FIG 7 — Additive defect of the T44A and S995A mutations in the recruitment of γ-tubulin and the establishment of bipolar spindles. (A) Immunoblotting was carried out for U2OS cells stably expressing RNAi-insensitive Cep192 (Cep192-*sil*) constructs and depleted of endogenous Cep192. CBB, Coomassie brilliant blue. (B to F) The resulting cells from panel A were immunostained (B and E) with the appropriate antibodies, and the fluorescent signal intensities (C) (n ≥ 20 per sample), numbers of mitotic cells (D) (n ≥ 4,000 per each sample), and numbers of cells with monopolar spindles (E and F) (n ≥ 45 per each sample) were quantified. Bars, 5 μm (B and E). Error bars in panels C, D, and F indicate standard deviations. 44A, T44A mutant; 995A, S995A mutant; AA, T44A S995A double mutant.

DISCUSSION

AurA and Plk1 cooperation in the formation of the Cep192-AurA-Plk1 ternary complex.

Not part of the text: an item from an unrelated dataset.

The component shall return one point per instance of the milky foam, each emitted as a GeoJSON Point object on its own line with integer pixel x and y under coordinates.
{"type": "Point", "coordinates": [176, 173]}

While characterizing the physiological function of human Cep192, Gomez-Ferreria et al. proposed that Cep192 serves as a scaffold that is critical for γ-TuRC recruitment to centrosomes and bipolar spindle formation at these structures (4). Later studies with Xenopus egg extracts suggested that xCep192 binds to and activates xAurA (10), which in turn activates Plx1 to promote centrosome maturation and bipolar spindle assembly (9). These observations highlight the importance of an xCep192-organized xAurA-Plx1 cascade in regulating γ-TuRC recruitment and MT assembly at centrosomes. However, the molecular mechanism of how Cep192, AurA, and Plk1 orchestrate their functions to elicit these processes in human cells has remained largely uninvestigated. In this study, we demonstrated that AurA and Plk1 are recruited to distinct regions of Cep192 and form a ternary complex in a cooperative manner (Fig. 2). Furthermore, Cep192-bound AurA and Plk1 reciprocally activate each other, although the degree of Plk1-dependent AurA activation was somewhat less substantial than that of AurA-dependent Plk1 activation (Fig. 3B and C). The underlying mechanism of how Plk1 activates Cep192-bound AurA remains to be further investigated. Since AurA functions as an upstream kinase of Plk1 (11, 12), the feedback activation of AurA by Plk1 constitutes a positive amplification loop that ultimately leads to the activation of Plk1 itself. Thus, the formation of a ternary Cep192-AurA-Plk1 complex is likely crucial for the rapid amplification of AurA-dependent Plk1 activation prior to mitotic entry.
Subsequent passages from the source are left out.